We now evaluate calibration for the Cox model: first of all, we
determine summaries of variables for effect and plotting ranges, values
to adjust to, and overall ranges for the dataset Melanom, since this is
required in order to use the R functions developed in the rms
library. In this example, the boostrap resampling of the original
dataset is used to evaluate calibration.
options(datadist='dd')
dd <-datadist(melanom)
dd
## no status days ulc thick sex
## Low:effect 222.0000 1 1525.0000 1 97.0000 1
## Adjust to 469.0000 2 2005.0000 1 194.0000 1
## High:effect 731.0000 3 3042.0000 2 356.0000 2
## Low:prediction 11.0000 1 294.2195 1 32.0000 1
## High:prediction 943.0488 3 4119.2439 2 838.7805 2
## Low 2.0000 1 10.0000 1 10.0000 1
## High 992.0000 3 5565.0000 2 1742.0000 2
##
## Values:
##
## status : 1 2 3
## ulc : 1 2
## sex : 1 2
Then, we re-estimate the Cox model by adding some options useful to fix the time horizon to evaluate calibration, in this case fixed at 2000 days:
mod.cov2 <- cph(Surv(days,status==1)~sex+log(thick)+ulc, data=melanom,x=TRUE , y=TRUE,surv=TRUE,time.inc=2000)
Finally, we use the function calibrate by comparing predicted probabilities from the Cox model with the observed ones estimated by the Kaplan-Meier:
calkm <- calibrate(mod.cov2, u=2000, m=40, cmethod= 'KM', B=200)
## Using Cox survival estimates at 2000 Days
calkm
## calibrate.cph(fit = mod.cov2, cmethod = "KM", u = 2000, m = 40,
## B = 200)
##
##
## n=205 B=200 u=2000 Day
##
## index.orig training test mean.optimism mean.corrected n
## [1,] 0.01505666 0.017600887 0.028737147 -0.011136260 0.026192916 195
## [2,] 0.01466150 0.007914552 -0.008432073 0.016346625 -0.001685122 200
## [3,] 0.01195721 0.011739626 0.004060550 0.007679076 0.004278131 200
## [4,] -0.01622951 0.005080958 -0.011494079 0.016575037 -0.032804547 200
## [5,] 0.01160306 0.001673813 0.003804451 -0.002130638 0.013733696 200
## mean.predicted KM KM.corrected std.err
## [1,] 0.4394888 0.4545455 0.4656817 0.17797217
## [2,] 0.6603385 0.6750000 0.6586534 0.10971343
## [3,] 0.8233362 0.8352934 0.8276144 0.07384917
## [4,] 0.8978469 0.8816174 0.8650424 0.06477229
## [5,] 0.9396165 0.9512195 0.9533502 0.03536639
plot(calkm, cex.lab=0.7)
Another more general approach to estimating calibration curves for
survival models is to use the flexible adaptive hazard regression
approach (not covered here).
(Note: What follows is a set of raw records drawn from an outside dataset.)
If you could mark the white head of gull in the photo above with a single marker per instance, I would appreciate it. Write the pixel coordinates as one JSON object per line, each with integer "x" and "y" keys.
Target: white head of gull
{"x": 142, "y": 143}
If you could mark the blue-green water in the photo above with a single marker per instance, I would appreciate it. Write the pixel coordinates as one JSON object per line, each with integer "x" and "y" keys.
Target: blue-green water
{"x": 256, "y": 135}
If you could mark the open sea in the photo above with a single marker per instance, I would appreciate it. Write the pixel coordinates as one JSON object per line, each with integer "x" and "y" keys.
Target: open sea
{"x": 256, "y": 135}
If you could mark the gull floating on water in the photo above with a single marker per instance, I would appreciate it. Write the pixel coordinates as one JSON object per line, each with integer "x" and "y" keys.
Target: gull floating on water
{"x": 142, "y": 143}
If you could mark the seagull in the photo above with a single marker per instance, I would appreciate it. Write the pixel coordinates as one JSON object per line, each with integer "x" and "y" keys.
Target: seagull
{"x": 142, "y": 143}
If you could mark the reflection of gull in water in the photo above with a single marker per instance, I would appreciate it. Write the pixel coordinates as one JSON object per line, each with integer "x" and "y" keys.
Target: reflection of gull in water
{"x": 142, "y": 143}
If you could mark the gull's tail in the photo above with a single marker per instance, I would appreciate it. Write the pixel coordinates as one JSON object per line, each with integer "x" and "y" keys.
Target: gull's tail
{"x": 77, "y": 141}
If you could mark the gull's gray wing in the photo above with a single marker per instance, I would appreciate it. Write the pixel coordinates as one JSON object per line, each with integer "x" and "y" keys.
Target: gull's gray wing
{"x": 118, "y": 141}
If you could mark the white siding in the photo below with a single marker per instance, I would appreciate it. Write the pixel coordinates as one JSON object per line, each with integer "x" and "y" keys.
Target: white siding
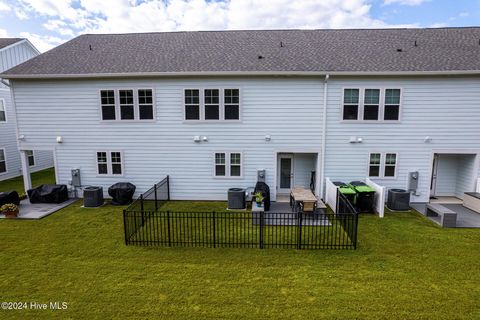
{"x": 10, "y": 57}
{"x": 288, "y": 109}
{"x": 447, "y": 109}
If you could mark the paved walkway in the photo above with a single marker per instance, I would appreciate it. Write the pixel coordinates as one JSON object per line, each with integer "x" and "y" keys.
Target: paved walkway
{"x": 38, "y": 210}
{"x": 466, "y": 218}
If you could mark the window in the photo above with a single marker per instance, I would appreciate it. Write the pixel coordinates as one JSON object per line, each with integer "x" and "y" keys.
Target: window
{"x": 350, "y": 104}
{"x": 108, "y": 104}
{"x": 390, "y": 164}
{"x": 192, "y": 104}
{"x": 3, "y": 161}
{"x": 3, "y": 112}
{"x": 392, "y": 104}
{"x": 126, "y": 105}
{"x": 232, "y": 104}
{"x": 371, "y": 104}
{"x": 382, "y": 165}
{"x": 145, "y": 104}
{"x": 374, "y": 167}
{"x": 30, "y": 157}
{"x": 212, "y": 104}
{"x": 228, "y": 164}
{"x": 109, "y": 163}
{"x": 220, "y": 164}
{"x": 235, "y": 164}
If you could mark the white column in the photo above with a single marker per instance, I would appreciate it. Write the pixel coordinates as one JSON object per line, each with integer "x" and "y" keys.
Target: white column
{"x": 27, "y": 181}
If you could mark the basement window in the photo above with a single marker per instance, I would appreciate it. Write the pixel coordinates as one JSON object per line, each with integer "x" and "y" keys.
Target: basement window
{"x": 3, "y": 161}
{"x": 109, "y": 163}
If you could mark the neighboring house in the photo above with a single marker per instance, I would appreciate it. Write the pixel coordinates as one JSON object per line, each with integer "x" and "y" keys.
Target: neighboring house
{"x": 14, "y": 51}
{"x": 211, "y": 108}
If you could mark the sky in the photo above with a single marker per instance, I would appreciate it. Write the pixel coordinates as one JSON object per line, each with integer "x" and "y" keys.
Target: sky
{"x": 49, "y": 23}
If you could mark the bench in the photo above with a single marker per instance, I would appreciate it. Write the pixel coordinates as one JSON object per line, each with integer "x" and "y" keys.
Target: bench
{"x": 448, "y": 218}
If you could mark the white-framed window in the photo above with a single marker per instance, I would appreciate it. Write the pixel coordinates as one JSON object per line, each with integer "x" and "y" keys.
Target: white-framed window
{"x": 127, "y": 104}
{"x": 3, "y": 111}
{"x": 382, "y": 165}
{"x": 212, "y": 104}
{"x": 3, "y": 161}
{"x": 109, "y": 163}
{"x": 371, "y": 104}
{"x": 30, "y": 157}
{"x": 228, "y": 164}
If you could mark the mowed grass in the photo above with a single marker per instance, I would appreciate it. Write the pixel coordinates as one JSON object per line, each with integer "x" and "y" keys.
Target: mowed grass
{"x": 405, "y": 268}
{"x": 46, "y": 176}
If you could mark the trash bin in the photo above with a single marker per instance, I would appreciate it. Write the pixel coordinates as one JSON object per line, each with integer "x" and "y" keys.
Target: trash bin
{"x": 365, "y": 197}
{"x": 348, "y": 192}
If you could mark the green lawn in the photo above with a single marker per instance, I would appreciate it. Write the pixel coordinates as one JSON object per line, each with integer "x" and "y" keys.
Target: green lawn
{"x": 405, "y": 268}
{"x": 46, "y": 176}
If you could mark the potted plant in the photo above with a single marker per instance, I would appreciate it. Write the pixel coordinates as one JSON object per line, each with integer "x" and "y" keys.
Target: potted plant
{"x": 10, "y": 210}
{"x": 259, "y": 199}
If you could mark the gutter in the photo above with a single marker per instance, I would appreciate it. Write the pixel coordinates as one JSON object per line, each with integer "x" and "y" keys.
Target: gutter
{"x": 239, "y": 73}
{"x": 324, "y": 134}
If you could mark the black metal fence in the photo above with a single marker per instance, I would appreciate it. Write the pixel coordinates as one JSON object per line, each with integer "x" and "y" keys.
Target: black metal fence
{"x": 241, "y": 229}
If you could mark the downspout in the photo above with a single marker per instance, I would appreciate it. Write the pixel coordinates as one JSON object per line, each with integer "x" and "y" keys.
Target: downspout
{"x": 324, "y": 135}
For survival models, “predicted” means
predicted survival probability at a single time point, and “observed”
refers to the corresponding Kaplan-Meier survival estimate. The number
of intervals of predicted survival probabilities in which subjects are
ranked depend on the parameter m that correspond to the average
number of subjects in each group evaluated at u-time.
As an internal validation tool, the bootstrap is used to de-bias the
estimates to correct for overfitting, allowing estimation of the
likely future calibration performance of the fitted model.